Reprinted with permission from the book DREAMING, SLEEPING & ESP
Research has shown that several dreams can be experienced in the course of a single nights sleep . . . all with widely varying themes.
Dreams appear to have many purposes . . . one is the organization of the days events in which emotions are given an "outlet".
The mystic or occult viewpoint of dreams is that they give people access to different times and places.
The truth is probably a combination of both but it must be pointed out that "dreaming" is a little understood process.
A characteristic of dreams is that they appear to be real to the observer.
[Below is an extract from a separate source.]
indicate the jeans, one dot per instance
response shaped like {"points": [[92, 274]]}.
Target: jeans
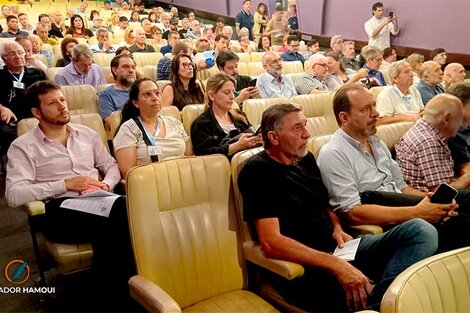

They are accepted without question or logical analysis.
In our normal "waking world" we can convince ourselves of what is real and what is not by the use of our senses --- but in the "dreaming world" we believe that what we see or feel is real --- and the ability to judge the event is altered. Hypnosis also displays these qualities.
It must be remembered that dreams are not movies or TV. shows or plays . . . they are "happenings" that occur in "space". Things can move and exist in this "space" just as they do in the world of reality.
The dream is a "place" where we find ourselves when we awaken from a dream. This world is just as "real", when you are in it, as the world of "reality".
The idea that, "dreams exist in space" is important when analyzing dreams. When it is realized that dreams are not "stories" but "patterns" that occur over and over . . . we can begin to interpret the meaning of dreams. It allows us to recall our dreams.
The ancient Romans used this concept to devise a memory method that allowed them to recall facts at astonishing levels . . . their primary method was to imagine a familiar place . . . go to it and "walk through" . . . observing things as though they were "inspectors" . . . they would "deposit" the things they wanted to remember at different locations . . . like sentence number 1 of a speech to be memorized might be placed on the first step of a staircase, and sentence number two might be placed in front of a door.
Building a mental sanctuary is critical to developing "spatial recall" which is required to recall dreams.
Building Your Sanctuary
Build your own sanctuary by "calming" your mind with self-hypnosis, meditation, or deep relaxation techniques. . . remember a house that is very familiar to you. Recreate the house in your mind by walking through it and noticing details. Go through every room of the house, move objects around if you desire, make it personal to you.